Apache HTTP Server is by far the most widely used web server software in the world. Most web hosting providers will host your website on a server running Apache, and many of the web’s top sites run Apache. If you have your own virtual private server or dedicated server, you will be responsible for managing and securing Apache. The following are some tips you can use to keep your Apache web server secure:
1. Disable directory indexing – With directory indexing enabled, any user who accesses your website can see the contents of directories that do not have default pages (i.e. index.html or index.php). This can present a serious security risk. By disabling directory indexing, you prevent those files from being visible.
2. Install an application firewall – You have likely heard of a network firewall. Hopefully, you already have one of those.

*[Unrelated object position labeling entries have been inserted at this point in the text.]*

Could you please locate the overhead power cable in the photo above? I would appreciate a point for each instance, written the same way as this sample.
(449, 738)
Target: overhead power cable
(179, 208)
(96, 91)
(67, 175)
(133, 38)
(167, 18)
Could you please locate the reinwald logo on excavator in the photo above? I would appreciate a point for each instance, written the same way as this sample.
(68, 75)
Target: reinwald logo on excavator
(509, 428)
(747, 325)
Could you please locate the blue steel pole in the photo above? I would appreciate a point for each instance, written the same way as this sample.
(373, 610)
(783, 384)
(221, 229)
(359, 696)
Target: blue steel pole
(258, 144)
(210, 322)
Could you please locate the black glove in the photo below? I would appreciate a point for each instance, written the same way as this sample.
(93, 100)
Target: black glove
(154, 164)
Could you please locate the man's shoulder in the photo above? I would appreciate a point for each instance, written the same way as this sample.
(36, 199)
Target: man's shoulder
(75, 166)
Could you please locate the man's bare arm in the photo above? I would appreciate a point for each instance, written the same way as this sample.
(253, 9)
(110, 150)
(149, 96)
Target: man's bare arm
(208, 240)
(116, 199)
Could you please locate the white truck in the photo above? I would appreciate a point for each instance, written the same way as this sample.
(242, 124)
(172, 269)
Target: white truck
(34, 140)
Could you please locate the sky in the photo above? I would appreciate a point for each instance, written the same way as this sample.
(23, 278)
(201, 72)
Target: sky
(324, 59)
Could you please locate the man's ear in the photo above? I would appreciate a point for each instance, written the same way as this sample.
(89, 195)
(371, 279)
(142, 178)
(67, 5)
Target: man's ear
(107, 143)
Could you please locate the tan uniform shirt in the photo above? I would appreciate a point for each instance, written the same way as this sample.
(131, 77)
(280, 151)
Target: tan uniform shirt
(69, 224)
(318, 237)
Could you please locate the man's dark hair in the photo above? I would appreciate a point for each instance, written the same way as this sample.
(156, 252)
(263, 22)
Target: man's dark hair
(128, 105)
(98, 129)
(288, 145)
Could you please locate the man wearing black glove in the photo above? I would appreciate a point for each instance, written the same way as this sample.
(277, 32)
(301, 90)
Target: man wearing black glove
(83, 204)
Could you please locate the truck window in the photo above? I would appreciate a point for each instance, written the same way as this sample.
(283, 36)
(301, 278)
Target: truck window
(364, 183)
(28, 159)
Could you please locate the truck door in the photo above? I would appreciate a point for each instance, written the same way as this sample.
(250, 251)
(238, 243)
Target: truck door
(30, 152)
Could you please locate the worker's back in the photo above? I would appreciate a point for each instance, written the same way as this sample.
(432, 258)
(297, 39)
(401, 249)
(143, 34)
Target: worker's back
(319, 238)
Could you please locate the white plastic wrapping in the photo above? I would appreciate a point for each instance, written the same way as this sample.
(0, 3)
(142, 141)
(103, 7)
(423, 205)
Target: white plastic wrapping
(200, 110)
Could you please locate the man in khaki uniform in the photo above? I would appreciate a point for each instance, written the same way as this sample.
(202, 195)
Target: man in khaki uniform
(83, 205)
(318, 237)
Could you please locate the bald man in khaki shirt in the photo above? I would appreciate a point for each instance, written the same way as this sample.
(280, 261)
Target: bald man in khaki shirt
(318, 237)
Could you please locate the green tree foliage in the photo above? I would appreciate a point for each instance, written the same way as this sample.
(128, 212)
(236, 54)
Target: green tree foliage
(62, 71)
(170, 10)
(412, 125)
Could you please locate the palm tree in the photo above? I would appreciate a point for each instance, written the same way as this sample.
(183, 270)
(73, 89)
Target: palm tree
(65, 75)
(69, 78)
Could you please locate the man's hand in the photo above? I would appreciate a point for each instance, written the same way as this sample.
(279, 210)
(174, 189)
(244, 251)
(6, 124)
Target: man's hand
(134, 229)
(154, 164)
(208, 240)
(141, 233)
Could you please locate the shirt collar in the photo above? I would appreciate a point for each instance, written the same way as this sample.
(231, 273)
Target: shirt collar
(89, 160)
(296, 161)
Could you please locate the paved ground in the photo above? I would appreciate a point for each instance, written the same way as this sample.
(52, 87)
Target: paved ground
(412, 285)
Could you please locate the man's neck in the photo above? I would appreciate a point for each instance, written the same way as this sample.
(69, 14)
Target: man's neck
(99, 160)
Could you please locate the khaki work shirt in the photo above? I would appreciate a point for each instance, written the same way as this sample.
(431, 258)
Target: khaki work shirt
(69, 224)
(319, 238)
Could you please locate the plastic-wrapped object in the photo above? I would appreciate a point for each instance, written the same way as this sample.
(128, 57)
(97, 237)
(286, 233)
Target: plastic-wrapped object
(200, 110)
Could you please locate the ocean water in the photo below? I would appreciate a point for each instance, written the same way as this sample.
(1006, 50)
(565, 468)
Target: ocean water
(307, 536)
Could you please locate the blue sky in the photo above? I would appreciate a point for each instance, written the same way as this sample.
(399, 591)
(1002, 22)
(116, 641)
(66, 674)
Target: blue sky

An application firewall is designed to secure your web applications. It sits in between the web and your Apache installation making it more difficult for would-be attackers to exploit your scripts for nefarious purposes. ModSecurity is a good choice for an open source application firewall.
3. Disable Apache Signature – By default, Apache sends information about itself to the client. That information may include the name of the application, version number, and possibly even the operating system, all of which an attacker can use to find vulnerabilities. By disabling the ServerSignature and ServerTokens, you can limit the amount of knowledge an attacker will have about your server.
These are just a few ideas you can use to secure your Apache installation. For more useful ideas, see the Apache HTTP Server online documentation.